Imagine the feeling of absolute vulnerability when standing before a judge, a complete stranger wielding ultimate power at that moment. It's then one is forced to trust her qualifications to make decisions affecting one's life, livelihood or personal economics. And let me tell you, I've seen the face of frightened litigants, and I feel for them.

Who am I to sit in judgment of our judges? I'm one of the few impartials in a very partial system. In lawsuits, there are plaintiffs (for) and defendants (against). I'm neither. I'm the silent fly on the wall who has reported these proceedings for more than a quarter century. A professional observer. I am a court reporter. To use that overused phrase I hear daily: I have no dog in this fight.

So how do voters undertake this daunting task of parsing out the qualified from unqualified? Among a variety of resources voters can use, my favorite is There, the Chicago Council of Lawyers has already done all the legwork. The Council is nonpartisan in its critiques of our state court judges, helping voters determine whom to retain.

The Council's rating system breaks down into four categories: Qualified, Well Qualified, Not Qualified and Not Recommended. Based on my years of exposure to the bench, I found myself in complete agreement with the Council's assessments. Look for "Well Qualified" and let that be your guide.

The Council found 18 judges Well Qualified; their selection demonstrates that their ratings were not handed out willy-nilly.

Take, for example, Hon Peter Flynn, currently up for retention and rated Well Qualified. The Council characterized him as among the smartest and best judges in the county, with a thorough understanding of both law and procedure, exhibiting an even temperament, known to be calm and fair. They said his courtroom is a level playing field where even pro se litigants (the unrepresented) are treated respectfully and fairly.

In contrast, 13 judges received a "Not Qualified" rating, particularly interesting since they are currently on the bench, some having been retained after having been previously labeled "Not Qualified."

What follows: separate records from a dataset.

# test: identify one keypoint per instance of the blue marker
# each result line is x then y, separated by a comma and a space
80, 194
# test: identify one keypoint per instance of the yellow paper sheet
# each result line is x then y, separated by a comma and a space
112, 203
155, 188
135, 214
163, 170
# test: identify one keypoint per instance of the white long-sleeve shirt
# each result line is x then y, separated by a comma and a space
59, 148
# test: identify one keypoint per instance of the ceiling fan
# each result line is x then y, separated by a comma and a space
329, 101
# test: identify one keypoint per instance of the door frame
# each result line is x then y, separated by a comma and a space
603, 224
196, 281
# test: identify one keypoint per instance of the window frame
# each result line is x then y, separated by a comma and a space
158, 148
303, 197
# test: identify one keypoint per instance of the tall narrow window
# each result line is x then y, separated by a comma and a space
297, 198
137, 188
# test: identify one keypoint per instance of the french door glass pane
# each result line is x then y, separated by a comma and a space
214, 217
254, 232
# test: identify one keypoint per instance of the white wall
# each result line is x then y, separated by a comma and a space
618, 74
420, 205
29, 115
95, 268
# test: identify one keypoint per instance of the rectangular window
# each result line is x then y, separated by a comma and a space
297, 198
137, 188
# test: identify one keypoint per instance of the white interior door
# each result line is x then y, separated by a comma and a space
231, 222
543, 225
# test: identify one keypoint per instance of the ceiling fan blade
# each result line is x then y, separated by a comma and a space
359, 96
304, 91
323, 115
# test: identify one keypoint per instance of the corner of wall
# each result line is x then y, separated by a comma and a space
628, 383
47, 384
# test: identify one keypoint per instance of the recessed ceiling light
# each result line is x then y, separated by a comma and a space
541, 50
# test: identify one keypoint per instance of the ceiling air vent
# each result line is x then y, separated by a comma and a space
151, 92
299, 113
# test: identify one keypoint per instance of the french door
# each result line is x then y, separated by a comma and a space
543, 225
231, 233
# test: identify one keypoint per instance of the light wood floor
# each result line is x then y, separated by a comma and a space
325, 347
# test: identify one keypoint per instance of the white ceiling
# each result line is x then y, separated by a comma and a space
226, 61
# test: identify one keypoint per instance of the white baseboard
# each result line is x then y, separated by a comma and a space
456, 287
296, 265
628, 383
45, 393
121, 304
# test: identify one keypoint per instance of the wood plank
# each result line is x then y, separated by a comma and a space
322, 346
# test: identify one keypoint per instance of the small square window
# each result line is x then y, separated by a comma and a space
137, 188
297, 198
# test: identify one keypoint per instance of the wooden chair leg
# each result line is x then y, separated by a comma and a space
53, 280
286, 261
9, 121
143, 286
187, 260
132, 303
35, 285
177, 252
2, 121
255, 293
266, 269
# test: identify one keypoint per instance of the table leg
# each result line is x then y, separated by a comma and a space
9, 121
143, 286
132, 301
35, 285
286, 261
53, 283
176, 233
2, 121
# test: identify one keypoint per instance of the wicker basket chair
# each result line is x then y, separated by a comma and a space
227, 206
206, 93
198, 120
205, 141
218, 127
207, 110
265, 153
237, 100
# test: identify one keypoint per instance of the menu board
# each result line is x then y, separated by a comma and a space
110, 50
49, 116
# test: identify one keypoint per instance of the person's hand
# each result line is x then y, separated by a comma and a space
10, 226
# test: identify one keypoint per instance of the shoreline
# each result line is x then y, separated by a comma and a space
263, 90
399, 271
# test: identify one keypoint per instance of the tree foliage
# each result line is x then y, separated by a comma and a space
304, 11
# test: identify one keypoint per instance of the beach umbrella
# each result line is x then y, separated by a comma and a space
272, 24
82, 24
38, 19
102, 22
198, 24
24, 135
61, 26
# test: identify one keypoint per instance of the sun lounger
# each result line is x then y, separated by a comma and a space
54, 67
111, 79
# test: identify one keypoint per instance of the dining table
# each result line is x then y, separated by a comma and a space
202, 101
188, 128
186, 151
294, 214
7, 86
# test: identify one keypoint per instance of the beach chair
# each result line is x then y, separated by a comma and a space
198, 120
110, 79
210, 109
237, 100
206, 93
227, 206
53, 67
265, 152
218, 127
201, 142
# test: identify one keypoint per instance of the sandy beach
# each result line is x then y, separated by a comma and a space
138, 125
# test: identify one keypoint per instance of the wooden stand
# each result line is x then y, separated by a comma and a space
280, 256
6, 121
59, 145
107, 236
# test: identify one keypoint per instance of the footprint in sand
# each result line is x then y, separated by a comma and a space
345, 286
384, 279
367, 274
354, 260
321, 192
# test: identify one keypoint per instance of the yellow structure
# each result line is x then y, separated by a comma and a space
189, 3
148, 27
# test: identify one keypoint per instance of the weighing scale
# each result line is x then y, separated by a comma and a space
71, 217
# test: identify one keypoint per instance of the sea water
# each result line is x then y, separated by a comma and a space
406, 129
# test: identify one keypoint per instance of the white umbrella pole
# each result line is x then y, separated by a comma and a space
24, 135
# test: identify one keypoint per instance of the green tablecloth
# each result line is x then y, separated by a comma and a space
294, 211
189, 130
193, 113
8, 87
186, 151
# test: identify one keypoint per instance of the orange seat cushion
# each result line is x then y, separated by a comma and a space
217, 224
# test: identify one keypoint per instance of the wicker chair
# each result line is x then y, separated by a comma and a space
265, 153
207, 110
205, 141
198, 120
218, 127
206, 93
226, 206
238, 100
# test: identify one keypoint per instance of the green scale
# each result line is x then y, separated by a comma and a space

A good argument can be made against electing our state court judges in Illinois and moving to a merit-based system of appointment. Unless our current system of electing judges changes, voters are left with the daunting task of separating the wheat from the chaff. This exercise in civil responsibility all boils down to this one important fact: How we are judged and who we are judged by is our choice. Choose wisely.